4.8.1 Prevenzione dei danni causati dagli urti. I supporti più sensibili agli urti sono i cilindri e i dischi in gommalacca. Questi richiedono un imballaggio resistente agli urti, particolarmente quando i supporti vengono spediti per posta o via cargo. L'imballaggio dei cilindri richiede un attento equilibrio tra l'evitare il loro movimento all'interno della scatola, evitare il movimento della scatola all'interno di contenitori più grandi e l’adozione di adeguate misure contro gli urti. Inoltre, bisogna prestare attenzione alla protezione contro temperature elevate, nello specifico contro radiazioni solari.

A causa della loro importanza, il trasporto dei cilindri viene spesso affidato a specialisti del trasporto di opere d’arte (4.8.4). I dischi in gommalacca richiedono un imballaggio di varie scatole una dentro l'altra. Sia le scatole interne che quelle esterne devono essere di cartone resistente, e devono essere separate in ogni direzione da uno strato di polistirolo o altri materiali simili che assorbono gli urti. È fondamentale che i dischi siano stretti fra di loro all'interno della scatola in modo da evitare qualsiasi urto. I dischi in vinile sono meno sensibili agli urti, ma è auspicabile un livello di protezione simile per evitare danni alle loro copertine. Le stesse misure, in particolare l'imballaggio stretto, sono fondamentali per i nastri magnetici avvolti su nuclei aperti per evitare qualsiasi movimento all'interno del nastro avvolto, o movimento del nastro sul nucleo, o persino lo scivolamento del nastro via dal nucleo.

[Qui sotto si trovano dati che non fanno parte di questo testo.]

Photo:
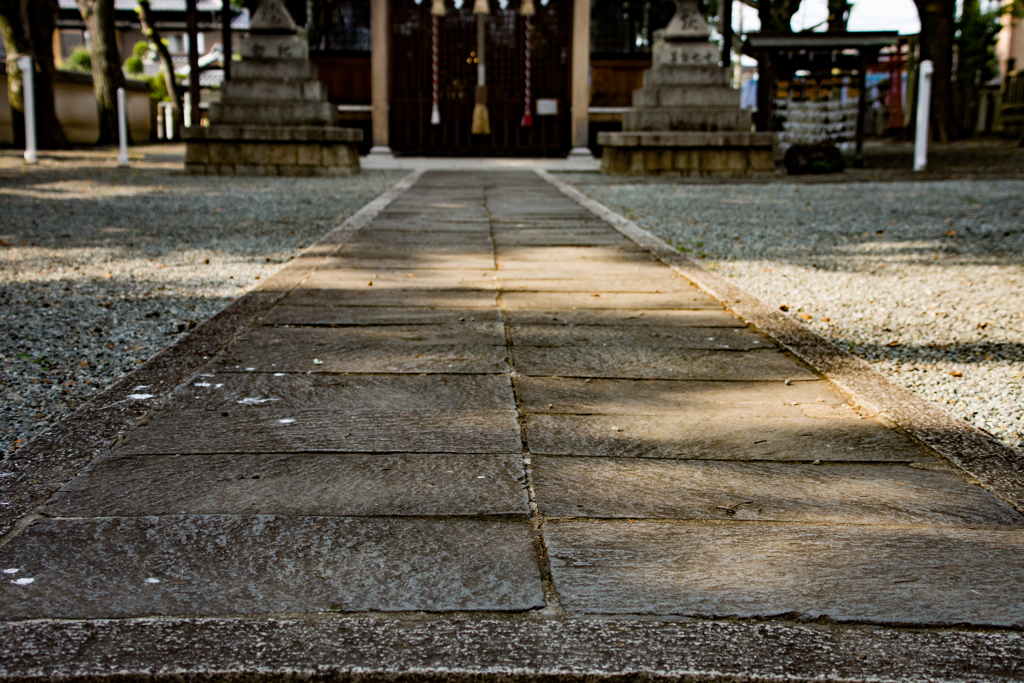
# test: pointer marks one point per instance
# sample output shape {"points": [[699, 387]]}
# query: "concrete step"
{"points": [[668, 75], [251, 90], [701, 95], [707, 119], [273, 114], [276, 70]]}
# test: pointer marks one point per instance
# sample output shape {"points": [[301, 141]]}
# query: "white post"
{"points": [[169, 121], [924, 107], [29, 97], [122, 128]]}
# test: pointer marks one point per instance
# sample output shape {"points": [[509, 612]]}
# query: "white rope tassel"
{"points": [[527, 119], [435, 113]]}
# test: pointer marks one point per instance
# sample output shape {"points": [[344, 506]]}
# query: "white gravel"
{"points": [[101, 267], [926, 280]]}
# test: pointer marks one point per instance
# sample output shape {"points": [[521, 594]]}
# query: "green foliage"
{"points": [[158, 88], [977, 31], [133, 65], [80, 59]]}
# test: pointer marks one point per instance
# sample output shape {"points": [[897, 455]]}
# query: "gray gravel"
{"points": [[926, 280], [100, 267]]}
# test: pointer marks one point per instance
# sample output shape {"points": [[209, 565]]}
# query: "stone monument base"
{"points": [[292, 151], [686, 154]]}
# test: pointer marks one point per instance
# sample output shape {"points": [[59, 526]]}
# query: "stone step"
{"points": [[668, 75], [707, 119], [273, 70], [273, 114], [252, 90], [701, 96]]}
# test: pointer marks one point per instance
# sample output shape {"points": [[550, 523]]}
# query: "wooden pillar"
{"points": [[727, 33], [225, 37], [380, 74], [192, 24], [581, 79], [858, 159]]}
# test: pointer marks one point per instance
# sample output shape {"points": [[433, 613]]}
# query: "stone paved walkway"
{"points": [[491, 404]]}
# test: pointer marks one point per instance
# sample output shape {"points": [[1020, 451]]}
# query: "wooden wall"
{"points": [[612, 81], [346, 78]]}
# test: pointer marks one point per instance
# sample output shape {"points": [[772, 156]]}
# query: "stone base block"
{"points": [[686, 154], [333, 155]]}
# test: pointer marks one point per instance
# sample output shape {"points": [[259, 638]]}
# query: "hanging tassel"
{"points": [[435, 113], [481, 120], [527, 120]]}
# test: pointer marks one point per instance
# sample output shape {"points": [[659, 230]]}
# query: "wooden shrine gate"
{"points": [[411, 130]]}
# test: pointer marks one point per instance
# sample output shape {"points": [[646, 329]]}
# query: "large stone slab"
{"points": [[432, 259], [907, 575], [347, 279], [459, 299], [398, 221], [625, 253], [658, 363], [176, 432], [422, 348], [608, 487], [428, 251], [713, 433], [622, 317], [343, 393], [636, 337], [581, 268], [521, 282], [296, 484], [208, 565], [559, 237], [390, 239], [505, 225], [688, 299], [600, 396], [368, 315]]}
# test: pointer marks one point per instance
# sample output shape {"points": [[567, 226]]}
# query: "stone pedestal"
{"points": [[686, 118], [273, 117]]}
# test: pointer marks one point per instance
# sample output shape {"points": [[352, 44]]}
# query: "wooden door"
{"points": [[412, 78]]}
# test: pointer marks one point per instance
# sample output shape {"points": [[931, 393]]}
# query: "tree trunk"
{"points": [[42, 15], [28, 29], [937, 44], [166, 63], [107, 74], [839, 15]]}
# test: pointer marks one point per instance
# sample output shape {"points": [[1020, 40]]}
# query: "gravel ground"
{"points": [[102, 267], [925, 280]]}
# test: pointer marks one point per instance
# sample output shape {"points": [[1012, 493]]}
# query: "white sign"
{"points": [[547, 107]]}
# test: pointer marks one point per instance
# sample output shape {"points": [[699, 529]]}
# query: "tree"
{"points": [[776, 16], [107, 74], [166, 65], [937, 27], [28, 29], [839, 14]]}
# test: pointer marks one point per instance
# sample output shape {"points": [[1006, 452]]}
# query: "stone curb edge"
{"points": [[471, 650], [993, 465], [35, 471]]}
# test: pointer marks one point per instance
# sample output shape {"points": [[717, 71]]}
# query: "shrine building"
{"points": [[378, 60]]}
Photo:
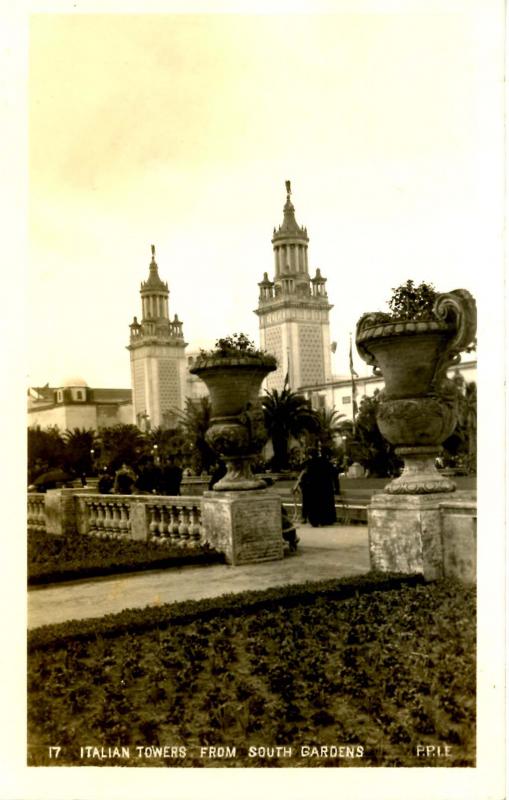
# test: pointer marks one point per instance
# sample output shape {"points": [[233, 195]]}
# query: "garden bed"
{"points": [[53, 559], [355, 672]]}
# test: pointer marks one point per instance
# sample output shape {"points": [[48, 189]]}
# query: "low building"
{"points": [[74, 404]]}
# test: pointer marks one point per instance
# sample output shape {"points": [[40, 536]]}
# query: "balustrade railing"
{"points": [[175, 521], [168, 521], [108, 517], [36, 515]]}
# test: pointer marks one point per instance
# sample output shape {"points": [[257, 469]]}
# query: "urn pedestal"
{"points": [[418, 411], [244, 525], [240, 517]]}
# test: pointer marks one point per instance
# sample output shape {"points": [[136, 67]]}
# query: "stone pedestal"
{"points": [[459, 537], [245, 526], [404, 534], [421, 534], [59, 511]]}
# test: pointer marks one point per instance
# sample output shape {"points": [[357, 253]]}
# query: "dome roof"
{"points": [[74, 383]]}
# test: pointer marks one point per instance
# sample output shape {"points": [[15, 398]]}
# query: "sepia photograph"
{"points": [[264, 280]]}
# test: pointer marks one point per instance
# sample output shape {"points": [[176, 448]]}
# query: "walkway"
{"points": [[332, 552]]}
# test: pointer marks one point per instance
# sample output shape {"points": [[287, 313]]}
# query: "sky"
{"points": [[179, 130]]}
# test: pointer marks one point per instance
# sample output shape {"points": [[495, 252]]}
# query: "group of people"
{"points": [[149, 478]]}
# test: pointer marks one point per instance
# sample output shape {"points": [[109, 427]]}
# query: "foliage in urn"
{"points": [[410, 302], [234, 346]]}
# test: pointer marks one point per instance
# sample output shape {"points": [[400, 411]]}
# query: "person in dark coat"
{"points": [[149, 477], [171, 477], [105, 482], [317, 482], [124, 480]]}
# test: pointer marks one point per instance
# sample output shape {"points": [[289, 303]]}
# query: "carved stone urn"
{"points": [[237, 431], [419, 405]]}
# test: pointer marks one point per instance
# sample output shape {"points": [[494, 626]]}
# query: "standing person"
{"points": [[149, 476], [316, 482], [124, 480], [105, 482], [171, 477], [219, 472]]}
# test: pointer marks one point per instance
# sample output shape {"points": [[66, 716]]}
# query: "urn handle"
{"points": [[459, 308]]}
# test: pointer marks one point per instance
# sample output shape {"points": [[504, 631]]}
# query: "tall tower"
{"points": [[158, 362], [293, 310]]}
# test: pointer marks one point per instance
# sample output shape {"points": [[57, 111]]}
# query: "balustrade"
{"points": [[175, 521], [170, 521]]}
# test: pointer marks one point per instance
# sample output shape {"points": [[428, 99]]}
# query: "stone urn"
{"points": [[419, 405], [237, 431]]}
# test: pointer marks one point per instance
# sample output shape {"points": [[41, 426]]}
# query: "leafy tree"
{"points": [[194, 422], [461, 446], [286, 414], [330, 428], [167, 441], [121, 444], [410, 302], [46, 450], [369, 446], [78, 445]]}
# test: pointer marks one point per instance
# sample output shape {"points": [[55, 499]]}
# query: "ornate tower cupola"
{"points": [[293, 309], [290, 244], [154, 293], [157, 347]]}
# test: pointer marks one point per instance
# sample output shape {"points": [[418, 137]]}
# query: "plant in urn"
{"points": [[233, 373], [412, 347]]}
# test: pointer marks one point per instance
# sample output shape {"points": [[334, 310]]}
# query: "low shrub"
{"points": [[374, 665], [63, 558]]}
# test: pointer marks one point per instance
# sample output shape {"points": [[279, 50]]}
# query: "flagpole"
{"points": [[353, 386]]}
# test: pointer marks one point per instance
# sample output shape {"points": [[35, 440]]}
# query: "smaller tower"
{"points": [[157, 351]]}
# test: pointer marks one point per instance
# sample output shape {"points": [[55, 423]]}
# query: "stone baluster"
{"points": [[183, 526], [107, 520], [100, 519], [153, 526], [123, 522], [91, 511], [194, 526], [165, 524], [41, 516], [114, 520], [173, 525], [30, 514]]}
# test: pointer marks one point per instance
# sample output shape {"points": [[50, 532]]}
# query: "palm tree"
{"points": [[194, 421], [80, 446], [329, 427], [121, 444], [286, 414]]}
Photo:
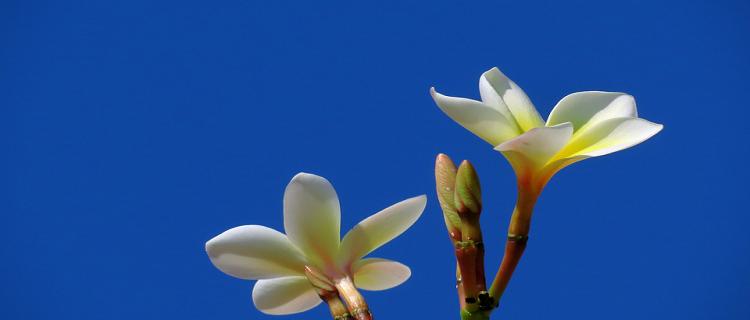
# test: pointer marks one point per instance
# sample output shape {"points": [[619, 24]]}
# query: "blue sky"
{"points": [[134, 131]]}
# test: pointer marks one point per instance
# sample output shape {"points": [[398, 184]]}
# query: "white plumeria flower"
{"points": [[582, 125], [312, 224]]}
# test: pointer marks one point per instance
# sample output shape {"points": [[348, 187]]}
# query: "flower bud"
{"points": [[468, 193], [445, 180]]}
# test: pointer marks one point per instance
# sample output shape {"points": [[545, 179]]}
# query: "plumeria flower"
{"points": [[582, 125], [312, 241]]}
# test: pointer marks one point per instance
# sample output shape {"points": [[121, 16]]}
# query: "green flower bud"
{"points": [[468, 193], [445, 180]]}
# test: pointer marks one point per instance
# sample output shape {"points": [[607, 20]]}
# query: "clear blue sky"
{"points": [[134, 131]]}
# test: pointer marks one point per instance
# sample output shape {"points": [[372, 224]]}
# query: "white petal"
{"points": [[592, 107], [312, 217], [286, 295], [611, 135], [255, 252], [512, 95], [377, 229], [379, 274], [482, 120], [536, 147]]}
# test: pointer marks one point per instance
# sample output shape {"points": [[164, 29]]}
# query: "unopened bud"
{"points": [[468, 193], [445, 180]]}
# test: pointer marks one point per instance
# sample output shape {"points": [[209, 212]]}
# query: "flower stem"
{"points": [[354, 301], [335, 305], [518, 234]]}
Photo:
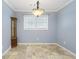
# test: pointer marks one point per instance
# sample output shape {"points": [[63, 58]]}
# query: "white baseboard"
{"points": [[48, 44], [36, 43], [6, 51], [66, 50]]}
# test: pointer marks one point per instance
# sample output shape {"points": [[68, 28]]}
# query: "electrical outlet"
{"points": [[37, 38], [64, 42]]}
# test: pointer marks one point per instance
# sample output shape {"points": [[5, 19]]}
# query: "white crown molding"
{"points": [[64, 5], [12, 7]]}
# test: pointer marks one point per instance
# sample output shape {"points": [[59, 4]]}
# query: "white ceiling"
{"points": [[28, 5]]}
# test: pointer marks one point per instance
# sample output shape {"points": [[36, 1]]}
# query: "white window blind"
{"points": [[35, 23]]}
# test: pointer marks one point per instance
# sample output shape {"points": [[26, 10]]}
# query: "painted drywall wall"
{"points": [[6, 26], [66, 27], [36, 36]]}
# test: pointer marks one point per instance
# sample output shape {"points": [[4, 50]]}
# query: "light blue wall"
{"points": [[62, 28], [66, 27], [6, 26], [25, 36]]}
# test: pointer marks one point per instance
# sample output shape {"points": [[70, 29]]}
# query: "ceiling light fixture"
{"points": [[37, 11]]}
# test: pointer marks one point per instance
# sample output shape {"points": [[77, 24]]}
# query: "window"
{"points": [[35, 23]]}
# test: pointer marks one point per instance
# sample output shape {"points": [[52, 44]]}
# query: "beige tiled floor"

4.8.2 Calore e umidità. Qualsiasi trasporto esporrà i supporti a condizioni climatiche al di fuori dei parametri ottimali per l'archiviazione. Una prima misura è quella di scegliere un metodo e una rotta di trasporto che prenda in considerazione la stagione in cui esso avviene in modo da evitare i rischi dovuti all'esposizione a condizioni climatiche estreme. Inoltre, un imballaggio adeguato deve prevenire cambiamenti di temperature inevitabili e l'esposizione all'umidità. Una minaccia tipica è quella della penetrazione di acqua nei supporti dopo lunghi periodi in ambienti freddi e la successiva esposizione a condizioni climatiche più calde e umide. Esempi di questo sono il trasporto nelle stive degli aerei che atterrano in aree climatiche calde e umide. Le contromisure includono un isolamento termico sufficiente dei materiali di imballaggio durante il trasporto, dopo il trasporto i supporti dovrebbero essere lasciati ad aerare per prevenire l'intrappolamento di grandi quantità di condensa, e le temperature dovrebbero essere lentamente riportate al livello normale. Quando è possibile, i supporti audio/video dovrebbero essere trasportati nella cabina degli aerei. Il trasporto in stive non pressurizzate dovrebbe essere evitato il più possibile.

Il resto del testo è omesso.